I’ve always felt that one of Obama’s chess strategies has been to evolve not just our military machine into a leaner and smarter force that recognizes we have moved past the Cold War and its mentality; but to point out to our democratic partners and emerging partners that they need to begin to play more of an ongoing role in global defense.
The philosophy during Libya pointed to that pretty starkly and was widely misunderstood.
As climate change takes hold the militaries of the world will likely become tasked with more and more disaster & infrastructure responses. Watching the Australian wildfire reporting this morning with all its extremes (a new purple code for a heat index reaching 130 degrees!) It’s going to take everybodys’ military to pick up the pieces climate change leaves in its wake.
The philosophy during Libya pointed to that pretty starkly and was widely misunderstood.
We Eleanor Roosevelt liberals are a dying breed.

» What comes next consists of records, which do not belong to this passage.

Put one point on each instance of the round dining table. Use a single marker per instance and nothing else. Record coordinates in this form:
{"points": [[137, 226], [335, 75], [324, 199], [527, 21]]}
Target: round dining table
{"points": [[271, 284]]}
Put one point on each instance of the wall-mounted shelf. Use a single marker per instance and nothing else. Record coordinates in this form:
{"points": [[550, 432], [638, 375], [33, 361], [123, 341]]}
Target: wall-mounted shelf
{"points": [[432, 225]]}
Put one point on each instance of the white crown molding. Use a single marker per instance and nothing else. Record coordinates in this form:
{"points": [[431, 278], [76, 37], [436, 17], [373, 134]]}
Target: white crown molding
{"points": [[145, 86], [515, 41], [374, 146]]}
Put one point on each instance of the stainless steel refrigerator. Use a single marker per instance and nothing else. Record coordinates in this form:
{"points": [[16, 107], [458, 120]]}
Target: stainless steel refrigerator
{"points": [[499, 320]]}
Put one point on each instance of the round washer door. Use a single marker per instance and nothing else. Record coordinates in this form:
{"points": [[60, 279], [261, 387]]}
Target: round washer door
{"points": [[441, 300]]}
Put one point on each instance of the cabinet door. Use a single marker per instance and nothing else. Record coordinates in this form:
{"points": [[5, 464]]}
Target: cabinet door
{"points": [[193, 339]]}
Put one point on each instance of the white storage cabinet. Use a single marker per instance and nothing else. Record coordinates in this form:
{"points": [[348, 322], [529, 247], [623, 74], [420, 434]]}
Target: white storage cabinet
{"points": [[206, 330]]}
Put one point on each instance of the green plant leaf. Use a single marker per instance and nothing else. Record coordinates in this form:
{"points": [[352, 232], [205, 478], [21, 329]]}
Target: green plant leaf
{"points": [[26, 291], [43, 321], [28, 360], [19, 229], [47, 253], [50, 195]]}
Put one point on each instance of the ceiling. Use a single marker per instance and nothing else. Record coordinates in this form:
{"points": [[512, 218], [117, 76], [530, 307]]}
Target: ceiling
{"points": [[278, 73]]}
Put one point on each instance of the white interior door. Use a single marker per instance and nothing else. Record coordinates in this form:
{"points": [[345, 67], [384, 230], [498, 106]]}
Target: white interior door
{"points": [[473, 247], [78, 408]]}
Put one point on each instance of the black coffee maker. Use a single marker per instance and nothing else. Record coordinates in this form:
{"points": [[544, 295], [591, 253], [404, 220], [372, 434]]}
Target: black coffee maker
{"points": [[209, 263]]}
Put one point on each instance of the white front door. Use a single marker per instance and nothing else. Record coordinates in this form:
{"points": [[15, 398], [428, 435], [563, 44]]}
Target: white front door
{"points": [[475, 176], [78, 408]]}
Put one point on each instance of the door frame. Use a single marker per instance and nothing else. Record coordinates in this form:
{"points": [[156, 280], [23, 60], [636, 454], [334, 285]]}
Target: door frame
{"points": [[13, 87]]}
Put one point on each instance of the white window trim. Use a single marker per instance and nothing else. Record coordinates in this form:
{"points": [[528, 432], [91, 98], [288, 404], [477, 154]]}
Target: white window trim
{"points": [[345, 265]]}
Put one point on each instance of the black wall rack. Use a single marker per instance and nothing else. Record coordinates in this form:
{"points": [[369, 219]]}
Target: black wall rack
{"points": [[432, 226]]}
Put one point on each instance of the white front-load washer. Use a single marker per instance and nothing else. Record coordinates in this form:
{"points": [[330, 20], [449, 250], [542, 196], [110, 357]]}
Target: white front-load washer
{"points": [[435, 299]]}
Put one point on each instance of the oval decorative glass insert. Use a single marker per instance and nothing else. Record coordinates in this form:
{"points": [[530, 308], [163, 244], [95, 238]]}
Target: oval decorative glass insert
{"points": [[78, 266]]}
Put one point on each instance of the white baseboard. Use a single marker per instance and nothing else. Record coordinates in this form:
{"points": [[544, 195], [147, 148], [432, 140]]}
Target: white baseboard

My son is career Army and has 8 years to go to get his pension. He is quite concerned about cuts to the defense budget in purely personal terms. If he gets released, he loses any pension benefits. He would be able to find employment in the private sector pretty easily, but that is still 12 years of lost retirement benefits.
Of coyurse, I have a feeling, based upon how his career path has gone, thaqt he would not be high on the cut list, if any cuts resulted in major personnel changes.
OTOH, and on the good side, he is currently working in contracting and has talked about changes that have been made and will be made in how the DoD sets up contracts which will result in savings for the government.
One solution might be to offer early outs to excess military people such as is done on the civilian side of the house.
My brother-in-law was cut from the Army at 18 years for “excess numbers in his MOS” and after four tours in VietNam with a Purple Heart. No pension because he didn’t do twenty.
I understand your concerns.
America does get other countries involved when the United Nations supports the wars it wants to start. Without UN sanction, not so much …
Though I don’t think there is any reporting at all in America about this, hundreds or thousands of military from many other nations have participated in Iraq One, Kosovo, Libya, Afghanistan, as well as the aftermath in Haiti, etc.
Yes, we are not a total failure. However, one look at our defense and intelligence and security budgets, and you’ll realize that we have cast ourselves in a role as a super-hegemon. We can’t afford to keep doing it and still provide for the needy.
Barack Obama reduced Medicare spending by over $700 billion when he eliminated the pointless Medicare Advantage subsidies. For Brooks to leave this, and the rest of the cost-savings measures of the ACA, out of his column makes it quite clear that he using the fiscal argument as a mere pretext for an ideological argument.
Brooks ignores a policy that reduces Medicare costs without reducing the benefits it provides because, to him, reducing benefits is the point.